Wallace Chan – Lyrical Moment – Bracciale “manchette” – Zaffiri Fancy e blu, granati tsavorite, diamanti bianchi e gialli, rubini, ametiste e titanio
Wallace Chan  – Ruby Castle  – Anello- Rubino birmano taglio esagonale di  17.58ct, zaffiri rosa calibrati, titanio

I suoi gioielli, se da un lato fanno brillare gli occhi ai grandi intenditori per una maestria senza pari nell’arte e nella tecnica dell’intaglio, dall’altra seducono per una forte carica evocativa, densa di cultura e miti della più antica storia dell’Estremo Oriente.  La monumentale spilla Apsara illustra splendidamente questo connubio.

La creazione di Wallace Chan è una interpretazione contemporanea delle qualità eteree ed artistiche di leggendarie divinità, il cui mito, originato nella cultura indù, vive nella storia cinese da oltre 2000 anni e continua ad essere celebrato in molte culture asiatiche.

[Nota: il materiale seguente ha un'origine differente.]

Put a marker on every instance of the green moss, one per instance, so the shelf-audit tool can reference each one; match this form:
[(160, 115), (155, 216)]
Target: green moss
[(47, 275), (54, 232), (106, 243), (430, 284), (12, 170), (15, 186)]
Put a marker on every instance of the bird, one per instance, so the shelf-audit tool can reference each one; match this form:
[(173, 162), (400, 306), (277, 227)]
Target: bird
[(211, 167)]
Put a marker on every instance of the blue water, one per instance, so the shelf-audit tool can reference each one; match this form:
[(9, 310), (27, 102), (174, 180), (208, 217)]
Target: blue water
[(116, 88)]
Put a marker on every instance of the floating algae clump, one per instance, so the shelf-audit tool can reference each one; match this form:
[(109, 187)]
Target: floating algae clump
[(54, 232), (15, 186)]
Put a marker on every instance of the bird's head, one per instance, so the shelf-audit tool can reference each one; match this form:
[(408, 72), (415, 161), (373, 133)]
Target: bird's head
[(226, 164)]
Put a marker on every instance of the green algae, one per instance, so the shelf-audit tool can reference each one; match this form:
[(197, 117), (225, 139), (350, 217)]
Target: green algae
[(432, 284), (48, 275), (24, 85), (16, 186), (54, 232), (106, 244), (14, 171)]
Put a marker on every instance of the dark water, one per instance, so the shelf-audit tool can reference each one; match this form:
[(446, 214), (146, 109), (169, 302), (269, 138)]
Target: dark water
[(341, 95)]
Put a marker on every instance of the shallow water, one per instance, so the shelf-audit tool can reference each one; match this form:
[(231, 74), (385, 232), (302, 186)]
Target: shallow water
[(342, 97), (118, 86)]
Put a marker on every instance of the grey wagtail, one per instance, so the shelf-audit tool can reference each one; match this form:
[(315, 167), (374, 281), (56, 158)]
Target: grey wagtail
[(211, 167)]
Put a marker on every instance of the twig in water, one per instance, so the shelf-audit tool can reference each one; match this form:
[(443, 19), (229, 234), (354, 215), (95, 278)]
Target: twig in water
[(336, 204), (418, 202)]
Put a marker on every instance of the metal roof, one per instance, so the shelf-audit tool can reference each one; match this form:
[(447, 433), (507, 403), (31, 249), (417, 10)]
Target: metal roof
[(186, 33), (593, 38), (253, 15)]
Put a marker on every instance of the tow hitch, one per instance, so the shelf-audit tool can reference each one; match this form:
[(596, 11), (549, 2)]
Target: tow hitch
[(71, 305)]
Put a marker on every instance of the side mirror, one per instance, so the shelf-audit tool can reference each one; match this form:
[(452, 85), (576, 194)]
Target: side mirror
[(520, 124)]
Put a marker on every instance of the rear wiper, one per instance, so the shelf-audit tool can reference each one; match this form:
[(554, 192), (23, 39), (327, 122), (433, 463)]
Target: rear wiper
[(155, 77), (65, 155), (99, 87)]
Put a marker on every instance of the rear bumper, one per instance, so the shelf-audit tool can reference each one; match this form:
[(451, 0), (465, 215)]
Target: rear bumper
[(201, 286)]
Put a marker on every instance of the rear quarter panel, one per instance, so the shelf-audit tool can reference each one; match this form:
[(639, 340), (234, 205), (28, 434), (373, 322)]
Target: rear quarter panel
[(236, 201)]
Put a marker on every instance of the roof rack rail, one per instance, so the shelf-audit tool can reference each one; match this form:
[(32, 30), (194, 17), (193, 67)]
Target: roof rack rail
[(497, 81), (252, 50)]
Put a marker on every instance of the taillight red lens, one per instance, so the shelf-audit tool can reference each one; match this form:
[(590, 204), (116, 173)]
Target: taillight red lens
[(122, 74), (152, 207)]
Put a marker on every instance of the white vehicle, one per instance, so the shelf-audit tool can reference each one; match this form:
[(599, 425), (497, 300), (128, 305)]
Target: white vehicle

Le rappresentazioni più conosciute di Apsara sono probabilmente quelle che troviamo a Dunhuang, un’oasi sulla via della seta. La bellezza e la natura, la musica, la fertilità e l’amore, tutte insieme convergono in Apsara, conosciute come le danzatrici celesti associate alle nubi, alle acque e ai talenti artistici. Nella mitologia indù queste divinità volteggiano per gli Dei al ritmo della musica composta dai loro compagni, i Gandharvas, ma possono assumere anche le sembianze della tentazione amorosa.

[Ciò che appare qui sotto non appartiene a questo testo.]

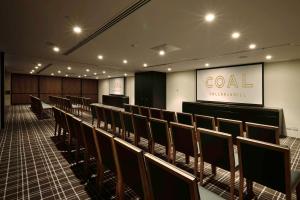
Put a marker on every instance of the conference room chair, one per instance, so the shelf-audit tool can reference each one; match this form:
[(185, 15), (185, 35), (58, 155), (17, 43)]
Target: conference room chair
[(160, 135), (167, 181), (185, 118), (127, 107), (100, 116), (203, 121), (155, 113), (107, 119), (127, 124), (232, 127), (104, 143), (216, 148), (184, 140), (131, 169), (135, 109), (116, 123), (141, 129), (89, 145), (265, 133), (267, 164), (169, 116)]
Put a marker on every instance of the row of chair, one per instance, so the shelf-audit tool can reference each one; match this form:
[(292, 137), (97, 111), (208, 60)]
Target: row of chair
[(39, 108), (256, 131)]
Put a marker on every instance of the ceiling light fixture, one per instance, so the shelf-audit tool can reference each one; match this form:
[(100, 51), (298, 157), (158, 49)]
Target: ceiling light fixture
[(56, 49), (252, 46), (77, 29), (209, 17), (235, 35), (161, 52)]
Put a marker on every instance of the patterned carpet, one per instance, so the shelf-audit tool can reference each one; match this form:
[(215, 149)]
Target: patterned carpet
[(35, 165)]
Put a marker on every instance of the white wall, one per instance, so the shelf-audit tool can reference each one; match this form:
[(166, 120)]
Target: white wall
[(281, 82), (103, 88)]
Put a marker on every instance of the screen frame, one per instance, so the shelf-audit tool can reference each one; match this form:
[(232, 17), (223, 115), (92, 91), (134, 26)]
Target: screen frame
[(235, 103), (124, 83)]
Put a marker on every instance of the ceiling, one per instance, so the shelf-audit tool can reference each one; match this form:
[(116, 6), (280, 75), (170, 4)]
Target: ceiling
[(29, 29)]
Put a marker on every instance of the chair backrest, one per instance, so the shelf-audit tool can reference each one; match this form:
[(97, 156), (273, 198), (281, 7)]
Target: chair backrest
[(169, 116), (104, 142), (155, 113), (135, 109), (262, 132), (185, 118), (216, 148), (184, 138), (88, 138), (127, 108), (145, 111), (159, 131), (206, 122), (265, 163), (127, 124), (141, 126), (232, 127), (131, 167), (167, 181)]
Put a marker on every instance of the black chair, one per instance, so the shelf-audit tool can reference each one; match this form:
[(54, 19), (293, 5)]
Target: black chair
[(160, 134), (265, 133), (167, 181), (184, 140), (141, 129), (232, 127), (131, 169), (216, 148), (267, 164), (203, 121), (185, 118)]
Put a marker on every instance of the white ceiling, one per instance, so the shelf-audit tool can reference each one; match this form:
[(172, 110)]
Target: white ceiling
[(28, 27)]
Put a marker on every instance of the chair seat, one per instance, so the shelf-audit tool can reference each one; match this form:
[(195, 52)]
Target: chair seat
[(207, 195), (295, 178)]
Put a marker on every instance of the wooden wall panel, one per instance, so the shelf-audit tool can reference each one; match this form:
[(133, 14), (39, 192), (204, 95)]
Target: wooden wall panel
[(50, 85), (89, 86), (21, 83), (71, 86)]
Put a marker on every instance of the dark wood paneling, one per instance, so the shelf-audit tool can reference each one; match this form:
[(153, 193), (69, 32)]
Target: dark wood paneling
[(50, 85), (71, 86), (21, 83), (89, 86)]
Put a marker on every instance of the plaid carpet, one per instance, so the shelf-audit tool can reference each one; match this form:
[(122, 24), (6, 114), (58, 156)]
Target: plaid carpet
[(35, 165)]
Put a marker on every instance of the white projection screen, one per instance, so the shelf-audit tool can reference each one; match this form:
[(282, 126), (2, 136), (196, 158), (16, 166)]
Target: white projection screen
[(235, 84), (116, 86)]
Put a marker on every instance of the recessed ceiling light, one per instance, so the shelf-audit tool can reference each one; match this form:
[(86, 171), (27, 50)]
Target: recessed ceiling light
[(77, 29), (252, 46), (268, 57), (56, 49), (235, 35), (161, 52), (209, 17)]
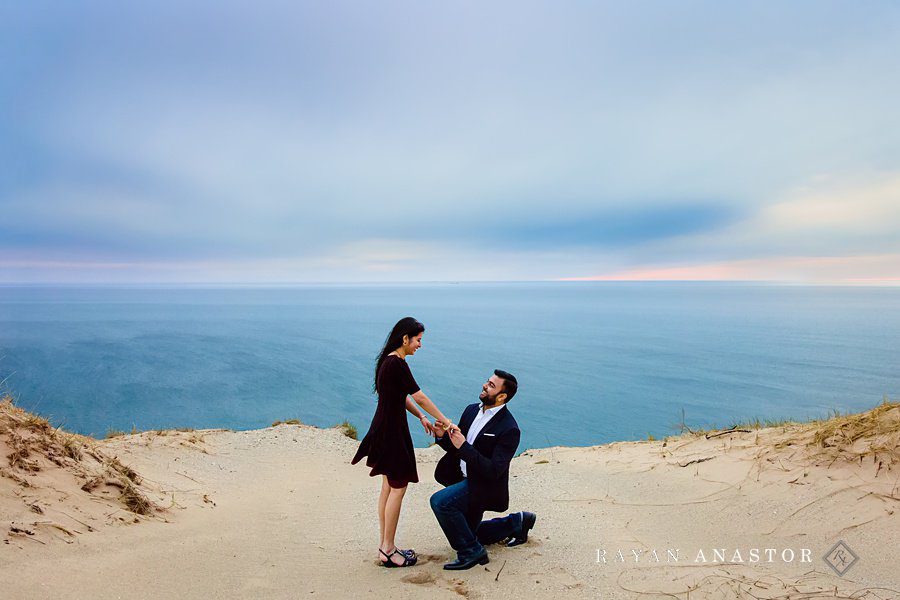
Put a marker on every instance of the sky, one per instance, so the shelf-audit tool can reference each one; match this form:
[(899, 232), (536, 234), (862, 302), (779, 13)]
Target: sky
[(291, 142)]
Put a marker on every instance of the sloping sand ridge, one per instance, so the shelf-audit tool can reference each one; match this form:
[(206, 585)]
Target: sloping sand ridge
[(279, 513)]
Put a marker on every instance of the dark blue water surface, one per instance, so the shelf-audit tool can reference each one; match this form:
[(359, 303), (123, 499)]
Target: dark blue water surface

Wallache Chan-bozzetto-Brooch_Apsara_whitebg_H

Wallace Chan - Apsara (Vergine celeste) – Spilla – 10 x 8 x 4 centimetri - Titanio, cristallo di rocca, diamanti bianchi, rosa, gialli diamante taglio cuscino, 4,04 ct, giallo intenso, diamante rosa, smeraldi

Cosa esprime la magnifica creatura nata dalle talentuose mani di Wallace Chan e da lui destinata ad avere la parvenza di un gioiello?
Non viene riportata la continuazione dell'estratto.